The red dots are example points and the grey lines are the shortest paths between the two rects that the points lie on. The numbers are the points’ normalized distance along said line.

I’m pretty sure I can solve this by projecting the point onto the closest side of the inner and outer rect and getting the distance between the points, but that seems like a very heavy-handed solution.

For axis-aligned rectangles, calculating distance to a side can be done just by subtracting coordinates on the appropriate axis.

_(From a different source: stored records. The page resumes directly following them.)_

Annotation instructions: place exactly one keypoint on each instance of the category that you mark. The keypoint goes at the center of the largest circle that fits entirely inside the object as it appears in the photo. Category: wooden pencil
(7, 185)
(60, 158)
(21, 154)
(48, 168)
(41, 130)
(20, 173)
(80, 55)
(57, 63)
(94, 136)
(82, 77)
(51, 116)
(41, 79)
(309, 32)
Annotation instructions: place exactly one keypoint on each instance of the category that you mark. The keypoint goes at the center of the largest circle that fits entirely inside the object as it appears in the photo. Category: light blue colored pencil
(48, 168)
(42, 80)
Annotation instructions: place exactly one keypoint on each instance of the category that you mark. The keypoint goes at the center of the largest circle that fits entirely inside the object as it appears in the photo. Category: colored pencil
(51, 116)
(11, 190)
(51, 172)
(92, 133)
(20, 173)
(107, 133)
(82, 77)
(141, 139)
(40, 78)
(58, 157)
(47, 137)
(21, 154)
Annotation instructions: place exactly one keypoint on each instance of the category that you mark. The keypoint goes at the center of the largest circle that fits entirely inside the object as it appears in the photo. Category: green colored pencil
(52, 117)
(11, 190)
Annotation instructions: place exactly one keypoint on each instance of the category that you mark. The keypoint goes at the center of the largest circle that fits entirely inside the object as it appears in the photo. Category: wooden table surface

For example, if the inner rectangle stretches from x = 50 to x = 100, then the distance of point P to the closer vertical edge is

if (P.x < 50) return 50 - P.x;
if (P.x > 100) return P.x - 100;
else P is inside the inner box OR the closest side is definitely not one of the vertical ones

I ended up figuring out a good solution using sdfs.

Using this SDF function

// Equation used from https://www.ronja-tutorials.com/2018/11/10/2d-sdf-basics.html
private float GetDistanceToRect(Rect rect, Vector2 point)
{
Vector2 halfSize = rect.size / 2f;
point -= rect.center;
Vector2 cwed = new Vector2(Mathf.Abs(point.x), Mathf.Abs(point.y)) - halfSize;
float outsideDistance = new Vector2(Mathf.Max(cwed.x, 0f), Mathf.Max(cwed.y, 0f)).magnitude;
float insideDistance = Mathf.Min(0f, Mathf.Max(cwed.x, cwed.y));
return outsideDistance + insideDistance;
}

I could get the points distance to the inner and outer rect. Dividing the distance to the inner rect by the difference in distance to both rects you can get the normalized distance between the two rects.

Fair point. Now that you call my attention to it, your original diagram doesn’t match your description of the problem; for the diagonal line in the top-right of your diagram, you are not going to the closest point on the outer rectangle (for that, you should always go horizontally or vertically). Looks like you are instead projecting a ray from the closest point on the inner rectangle through the red dot.